If the attacker did not exfiltrate data but merely prevented you from
accessing the data, then whether this meets the definition of “breach”
may depend on whether the prevention of access in any meaningful way
constituted a breach of the security of the data—as opposed to a
breach of the security of the system that contained the data. It’s a
subtle but meaningful distinction and one that should not be
overlooked or overplayed. The problem with ransomware is that either
the threat actor directly or the ransomware (software) indirectly has
some level of “access” to the target’s computers and computer
networks. This may mean that they also have access to data contained
on those computers and networks, but it may not. This is why it is
critical to understand how the ransomware entered the system, what it
did, and often, what it did not do. If a thorough investigation of the
methodology and behavior of the ransomware demonstrates that no
protected information was “seen” or “accessed” or “compromised” (that
is, that the attacker did not and could not have violated the
confidentiality of that data), then a good case can be made that a
“breach” did not occur, although the “security” of the data (from a
denial-of-access point of view) may have been impacted.

We have to keep in mind the purpose of data breach disclosure laws.
They are to say to customers, “You know that data that we said we
wouldn’t let others see? Yeah, well … we need to talk …” Presumably,
the customer can take remedial efforts to prevent harm from the
disclosure of that data—new credit card, new PIN, new password, new
liver and spleen? If the data has not been “accessed” or “compromised”
from a privacy standpoint, it’s not clear that breach disclosure
serves any purpose other than that served in “Animal House” when the
boys destroy Flounder’s brother’s car, and Otter says, “Face it, you
(messed) up … you trusted us.” (And he didn’t say “messed.”)

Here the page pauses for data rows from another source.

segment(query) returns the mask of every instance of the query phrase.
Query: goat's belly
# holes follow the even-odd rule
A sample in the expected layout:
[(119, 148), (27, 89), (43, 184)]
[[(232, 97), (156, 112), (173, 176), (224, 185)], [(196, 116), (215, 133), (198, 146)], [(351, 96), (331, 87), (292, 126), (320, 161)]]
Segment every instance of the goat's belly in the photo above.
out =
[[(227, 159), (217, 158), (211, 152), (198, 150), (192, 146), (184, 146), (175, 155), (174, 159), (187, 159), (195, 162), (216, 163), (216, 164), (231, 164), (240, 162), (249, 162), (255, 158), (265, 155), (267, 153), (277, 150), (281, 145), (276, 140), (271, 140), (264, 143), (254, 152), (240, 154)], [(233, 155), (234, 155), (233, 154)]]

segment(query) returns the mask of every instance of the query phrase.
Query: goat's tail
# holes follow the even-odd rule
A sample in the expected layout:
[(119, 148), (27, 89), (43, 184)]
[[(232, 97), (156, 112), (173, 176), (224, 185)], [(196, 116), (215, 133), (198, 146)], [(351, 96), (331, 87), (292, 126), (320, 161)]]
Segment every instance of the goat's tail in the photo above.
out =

What You Don’t Know Will Kill You

The real problem comes when a forensic investigation is not feasible
or is inconclusive—where there is no evidence that protected data was
exfiltrated, but also that there is no evidence that it was not
exfiltrated. Remember, at this point, you have some sort of
“intrusion” and violation of the security of the system that has
impacted the “security” (well, the availability) of the protected
data. It’s like coming home and seeing that the windows and locks have
been tampered with. Everything inside looks fine, but is it reasonable
to assume that nothing was “stolen” or “copied?”

Each circumstance will be different. The more monitoring and forensic
you have available, the better you will be able to answer that
question. If you find your data floating about and for sale on the
Dark Web it’s a pretty good bet that you suffered a breach. If you
receive a notification from a processor that you are a “common point
of purchase” for fraudulent transactions, it’s also a good bet that
there was a breach.

The important thing to note is that an attack—whether DDoS, ransomware
or other—is not necessarily a “breach,” but it’s not necessarily not a
breach.

Incident Response

It’s called “incident” response and not “breach response” for a
reason. A security “incident” may be much broader than a breach, and
may involve any actual or potential event which does or could
compromise either the confidentiality, availability or integrity of
data. Even attempted exploits (unsuccessful) might be considered to be
an “incident” or an “event.” While the data breach laws typically
don’t require notification of “events” or “incidents,” many
data-sharing contracts do. These may include cloud storage contracts,
data processing contracts, data transfer contracts or other
agreements. So just because a statute doesn’t require “breach”
notification of a ransomware event, that doesn’t mean you are off the
hook. You need to know what other obligations of disclosure you may be
subject to. These may be regulatory, contractual or may be imposed by
duties to prevent harm to third parties under tort or negligence law.

Suffice to say, there are no easy answers here. As a general rule, a
ransomware attack, such as a DDoS attack, demonstrates a vulnerability
in a system but probably (always equivocate) does not result in the
exposure of the data. But remember, your mileage may vary.